Dediquei um mês à leitura das principais obras de Broca, concentrando-me em seus procedimentos estatísticos. Assim, comprovei que seus métodos se ajustavam a uma fórmula definida. A distância entre os fatos e as conclusões era por ele descoberta através de um caminho que poderia ser o habitual, se bem que percorrido em direção contrária. Começando pelas conclusões, Broca chegava às cren­ças compartilhadas pela maioria dos indivíduos brancos do sexo mas­culino que triunfaram em sua época: por graça da natureza, estes ocupavam a posição mais elevada, enquanto que as mulheres, os negros e os pobres figuravam em posição inferior. Seus dados eram fidedignos (contrariamente aos de Morton), mas foram recolhidos de maneira seletiva e posteriormente manipulados inconscientemen­te em favor de conclusões estabelecidas a priori. Tal procedimento permitia atribuir às conclusões a sanção da ciência e também o prestígio dos números. Broca e sua escola não usaram os fatos como documentos irrefutáveis, mas apenas como ilustrações. Começaram pelas conclusões, logo comparando-as com seus dados para, por fim, e através de uma rota circular, voltar a essas mesmas conclusões. Seu exemplo justifica um estudo mais minucioso, pois, ao contrário de Morton (que manipulou os dados, embora inconscientemente), refletiram seus preconceitos através de um outro procedimento, pro­vavelmente mais comum: fazer passar por objetividade o que é apo­logia” (p. 78).

E mais adiante:
O corpo humano pode ser medido de mil maneiras. Qualquer investigador convencido de antemão da inferioridade de determinado grupo pode selecionar um pequeno conjunto de medições para ilus­trar a maior afinidade do mesmo com os símios. (Tal procedimento, evidentemente, também poderia ser aplacado no caso de indivíduos brancos do sexo masculino, embora ninguém ainda o tenha tentado. Os brancos, por exemplo, têm lábios finos — propriedade que compar­tilham com os chimpanzés — enquanto que a maioria dos negros africanos tem lábios mais grossos e, conseqüentemente, mais "humanos".) O preconceito fundamental de Broca consiste em sua crença de que as raças humanas podiam ser hierarquizadas em uma escala linear de valor intelectual. Ao enumerar os objetivos da etnologia, Broca inclui o de "determinar a posição relativa das raças dentro da escala humana" (in Topinard, 1878, p. 660). Não lhe ocorreu que a variação humana pode-se ramificar de forma aleatória, em lugar de linear a hierárquica. E, uma vez que conhecia a ordem de antemão, a antropometria não foi para ele um exercício numérico de empirismo elementar, mas uma busca das características capazes de ilustrar a hierarquia correta” (p. 81).

Fonte:
Stephen Jay Gould: “A Falsa Medida do Homem”. Editora Martins Fontes. São paulo, 1991.

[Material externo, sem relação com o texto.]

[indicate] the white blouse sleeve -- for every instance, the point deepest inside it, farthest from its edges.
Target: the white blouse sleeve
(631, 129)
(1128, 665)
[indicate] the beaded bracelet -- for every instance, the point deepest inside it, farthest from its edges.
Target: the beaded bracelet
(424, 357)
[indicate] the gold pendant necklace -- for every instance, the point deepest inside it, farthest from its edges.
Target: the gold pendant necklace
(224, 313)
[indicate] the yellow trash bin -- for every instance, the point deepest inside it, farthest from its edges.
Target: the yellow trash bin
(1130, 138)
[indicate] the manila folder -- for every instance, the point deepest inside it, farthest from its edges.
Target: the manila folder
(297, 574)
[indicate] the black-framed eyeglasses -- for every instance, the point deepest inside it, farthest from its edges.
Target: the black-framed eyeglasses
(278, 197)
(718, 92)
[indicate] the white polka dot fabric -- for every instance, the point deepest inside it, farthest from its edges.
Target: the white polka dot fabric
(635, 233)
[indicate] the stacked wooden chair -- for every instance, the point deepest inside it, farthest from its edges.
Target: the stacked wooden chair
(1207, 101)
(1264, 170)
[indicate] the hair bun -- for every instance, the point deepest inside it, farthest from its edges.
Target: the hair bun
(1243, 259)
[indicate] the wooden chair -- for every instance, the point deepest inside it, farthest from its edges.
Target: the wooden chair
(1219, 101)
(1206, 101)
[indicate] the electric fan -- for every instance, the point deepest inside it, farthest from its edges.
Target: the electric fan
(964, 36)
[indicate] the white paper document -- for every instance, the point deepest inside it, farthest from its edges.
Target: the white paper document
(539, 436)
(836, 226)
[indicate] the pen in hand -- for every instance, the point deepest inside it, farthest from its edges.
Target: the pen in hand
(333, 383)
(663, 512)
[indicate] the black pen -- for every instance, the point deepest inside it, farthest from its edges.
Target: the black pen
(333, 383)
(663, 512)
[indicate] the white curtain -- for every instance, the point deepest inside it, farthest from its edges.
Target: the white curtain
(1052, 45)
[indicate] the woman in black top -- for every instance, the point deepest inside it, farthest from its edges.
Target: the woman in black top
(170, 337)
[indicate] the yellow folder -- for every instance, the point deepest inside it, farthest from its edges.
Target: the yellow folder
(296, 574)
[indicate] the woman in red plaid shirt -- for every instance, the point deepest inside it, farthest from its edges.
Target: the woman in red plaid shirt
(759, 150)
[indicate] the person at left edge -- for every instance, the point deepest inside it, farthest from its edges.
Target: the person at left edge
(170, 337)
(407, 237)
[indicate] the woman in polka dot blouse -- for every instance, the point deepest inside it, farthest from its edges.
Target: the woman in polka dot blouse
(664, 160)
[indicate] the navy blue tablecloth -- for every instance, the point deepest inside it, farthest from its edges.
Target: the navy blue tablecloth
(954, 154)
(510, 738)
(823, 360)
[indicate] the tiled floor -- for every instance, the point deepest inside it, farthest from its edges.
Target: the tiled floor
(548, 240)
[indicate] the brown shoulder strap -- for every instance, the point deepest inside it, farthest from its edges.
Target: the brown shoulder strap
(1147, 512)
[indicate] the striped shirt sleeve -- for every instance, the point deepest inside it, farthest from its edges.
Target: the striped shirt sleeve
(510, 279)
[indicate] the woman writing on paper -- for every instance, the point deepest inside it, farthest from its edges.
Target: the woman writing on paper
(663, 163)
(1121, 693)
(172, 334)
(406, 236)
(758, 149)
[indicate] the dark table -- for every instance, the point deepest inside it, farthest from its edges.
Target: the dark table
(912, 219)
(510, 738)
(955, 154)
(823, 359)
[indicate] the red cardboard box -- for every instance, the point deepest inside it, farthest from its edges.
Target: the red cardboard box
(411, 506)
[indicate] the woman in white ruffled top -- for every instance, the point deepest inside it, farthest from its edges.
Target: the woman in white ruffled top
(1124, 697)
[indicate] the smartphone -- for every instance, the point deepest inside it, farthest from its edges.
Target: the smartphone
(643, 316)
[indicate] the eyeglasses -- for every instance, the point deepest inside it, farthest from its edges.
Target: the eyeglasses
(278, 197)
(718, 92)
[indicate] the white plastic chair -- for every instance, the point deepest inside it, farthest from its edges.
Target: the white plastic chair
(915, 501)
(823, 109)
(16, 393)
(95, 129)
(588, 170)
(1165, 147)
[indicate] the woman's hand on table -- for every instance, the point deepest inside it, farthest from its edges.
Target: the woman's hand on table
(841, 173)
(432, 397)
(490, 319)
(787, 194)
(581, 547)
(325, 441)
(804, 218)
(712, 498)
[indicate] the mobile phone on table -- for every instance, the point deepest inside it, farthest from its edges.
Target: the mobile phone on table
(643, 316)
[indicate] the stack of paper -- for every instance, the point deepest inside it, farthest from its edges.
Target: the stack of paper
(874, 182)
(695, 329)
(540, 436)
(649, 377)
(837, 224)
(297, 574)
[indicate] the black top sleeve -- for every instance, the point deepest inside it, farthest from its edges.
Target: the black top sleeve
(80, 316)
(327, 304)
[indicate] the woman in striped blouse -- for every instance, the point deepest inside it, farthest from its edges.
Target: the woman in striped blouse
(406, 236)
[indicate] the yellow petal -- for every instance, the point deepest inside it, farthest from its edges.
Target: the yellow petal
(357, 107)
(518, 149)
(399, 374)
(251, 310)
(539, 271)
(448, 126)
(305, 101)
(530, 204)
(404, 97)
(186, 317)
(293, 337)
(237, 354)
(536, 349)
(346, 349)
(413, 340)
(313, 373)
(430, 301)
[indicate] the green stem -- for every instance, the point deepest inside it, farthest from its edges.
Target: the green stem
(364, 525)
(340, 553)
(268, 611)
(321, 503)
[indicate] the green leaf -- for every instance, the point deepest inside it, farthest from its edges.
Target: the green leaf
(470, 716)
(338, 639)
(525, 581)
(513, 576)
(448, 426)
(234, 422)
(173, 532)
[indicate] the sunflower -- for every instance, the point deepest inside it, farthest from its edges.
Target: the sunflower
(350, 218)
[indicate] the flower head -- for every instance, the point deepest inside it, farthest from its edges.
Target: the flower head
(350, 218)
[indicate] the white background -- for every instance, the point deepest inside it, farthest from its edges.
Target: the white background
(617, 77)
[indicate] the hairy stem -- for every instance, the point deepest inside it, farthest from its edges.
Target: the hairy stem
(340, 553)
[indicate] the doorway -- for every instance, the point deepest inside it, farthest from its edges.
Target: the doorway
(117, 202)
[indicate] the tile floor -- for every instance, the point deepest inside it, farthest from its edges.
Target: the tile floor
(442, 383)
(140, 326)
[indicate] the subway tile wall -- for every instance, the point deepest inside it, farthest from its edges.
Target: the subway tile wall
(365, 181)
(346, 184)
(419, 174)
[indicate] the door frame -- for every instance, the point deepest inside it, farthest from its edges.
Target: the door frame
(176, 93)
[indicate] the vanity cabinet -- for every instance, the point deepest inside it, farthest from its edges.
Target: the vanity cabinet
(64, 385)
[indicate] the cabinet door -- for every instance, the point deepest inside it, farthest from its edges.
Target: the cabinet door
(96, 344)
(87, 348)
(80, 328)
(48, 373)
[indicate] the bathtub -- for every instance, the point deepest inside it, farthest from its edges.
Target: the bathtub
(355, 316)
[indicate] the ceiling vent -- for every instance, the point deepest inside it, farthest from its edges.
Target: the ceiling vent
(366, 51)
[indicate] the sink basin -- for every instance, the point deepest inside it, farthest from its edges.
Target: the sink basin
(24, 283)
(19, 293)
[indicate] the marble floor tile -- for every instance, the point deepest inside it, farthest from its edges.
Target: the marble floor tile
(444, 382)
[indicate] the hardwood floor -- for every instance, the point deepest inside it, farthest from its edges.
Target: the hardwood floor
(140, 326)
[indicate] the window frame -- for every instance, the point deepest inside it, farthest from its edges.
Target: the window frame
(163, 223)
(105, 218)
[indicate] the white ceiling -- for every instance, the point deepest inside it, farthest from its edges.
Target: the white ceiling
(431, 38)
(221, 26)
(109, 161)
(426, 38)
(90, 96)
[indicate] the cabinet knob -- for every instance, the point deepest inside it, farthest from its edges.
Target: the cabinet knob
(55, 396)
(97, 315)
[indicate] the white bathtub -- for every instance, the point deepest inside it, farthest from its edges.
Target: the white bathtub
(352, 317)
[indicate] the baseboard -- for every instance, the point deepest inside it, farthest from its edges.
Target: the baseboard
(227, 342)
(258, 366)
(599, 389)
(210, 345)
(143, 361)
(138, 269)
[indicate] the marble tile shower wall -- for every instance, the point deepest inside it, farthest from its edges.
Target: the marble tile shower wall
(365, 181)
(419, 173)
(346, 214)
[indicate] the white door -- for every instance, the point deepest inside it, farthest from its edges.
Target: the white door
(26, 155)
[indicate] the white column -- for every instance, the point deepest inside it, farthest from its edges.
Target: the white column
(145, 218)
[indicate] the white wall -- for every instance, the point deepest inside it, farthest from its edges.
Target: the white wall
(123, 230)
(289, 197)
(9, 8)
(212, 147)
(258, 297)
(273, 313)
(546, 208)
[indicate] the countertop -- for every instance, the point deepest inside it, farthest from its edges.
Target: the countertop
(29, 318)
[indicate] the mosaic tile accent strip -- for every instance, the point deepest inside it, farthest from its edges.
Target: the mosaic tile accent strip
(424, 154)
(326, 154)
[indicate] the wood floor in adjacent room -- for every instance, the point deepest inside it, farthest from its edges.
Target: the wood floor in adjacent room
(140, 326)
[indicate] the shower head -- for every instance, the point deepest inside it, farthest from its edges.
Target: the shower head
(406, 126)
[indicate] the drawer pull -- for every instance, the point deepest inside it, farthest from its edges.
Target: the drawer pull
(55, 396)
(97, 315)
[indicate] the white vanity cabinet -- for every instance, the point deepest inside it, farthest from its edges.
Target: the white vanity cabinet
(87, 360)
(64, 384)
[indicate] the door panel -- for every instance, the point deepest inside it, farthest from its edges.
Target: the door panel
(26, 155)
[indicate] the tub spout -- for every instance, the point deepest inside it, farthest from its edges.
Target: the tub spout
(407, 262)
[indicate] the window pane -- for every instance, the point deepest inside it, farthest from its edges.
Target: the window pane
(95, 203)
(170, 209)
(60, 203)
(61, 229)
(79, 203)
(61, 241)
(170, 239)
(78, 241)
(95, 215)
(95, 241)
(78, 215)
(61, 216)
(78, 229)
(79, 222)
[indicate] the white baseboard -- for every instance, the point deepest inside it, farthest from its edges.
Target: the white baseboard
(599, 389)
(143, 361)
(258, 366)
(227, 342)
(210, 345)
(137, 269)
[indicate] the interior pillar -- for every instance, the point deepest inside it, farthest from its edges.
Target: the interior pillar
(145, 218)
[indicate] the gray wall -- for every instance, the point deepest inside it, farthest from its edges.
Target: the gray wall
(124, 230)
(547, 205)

Como não haveria de ser de outra forma (Broca teve uma influência instigante no âmbito da ciência ao seu tempo), Charles Darwin também fez uso deste cientista francês como fonte para “fundamentar ainda mais” suas idéias sobre Seleção Natural e Seleção Sexual. Em seu livro menos conhecido “A Origem do Homem e a Seleção Sexual”, o nome de Broca aparece várias vezes, sendo denominado por Darwin de “prudente e imparcial observador”:

Poderia consultar a obra do prof. Broca, um prudente e impar­cial observador, na qual poderia encontrar uma ótima prova de que algumas raças são completamente férteis, acasa­lando-se entre si, mas daria também com uma prova de natu­reza oposta em relação a outras raças. Assim é que se tem afirmado que as mulheres indígenas da Austrália e da Tasmâ-nia raramente concebem filhos com homens europeus; con­tudo foi demonstrado que, sobre este ponto, a prova não tem nenhum valor. Os mulatos são mortos pêlos negros puros: recentemente foi publicado um relatório sobre onze jovens mulatos que foram mortos e queimados ao mesmo tempo, cujos restos foram encontrados pela polícia . Tem-se ainda dito com frequência que, ao se casarem entre si, os mulatos geram poucos filhos; sobre este último ponto o Dr. Bachman, de Charleston, afirma que conheceu famílias de mulatos que se casaram entre si durante diversas gerações e em média têm continuado a ser tão férteis quanto os brancos puros e os negros puros” (p. 203).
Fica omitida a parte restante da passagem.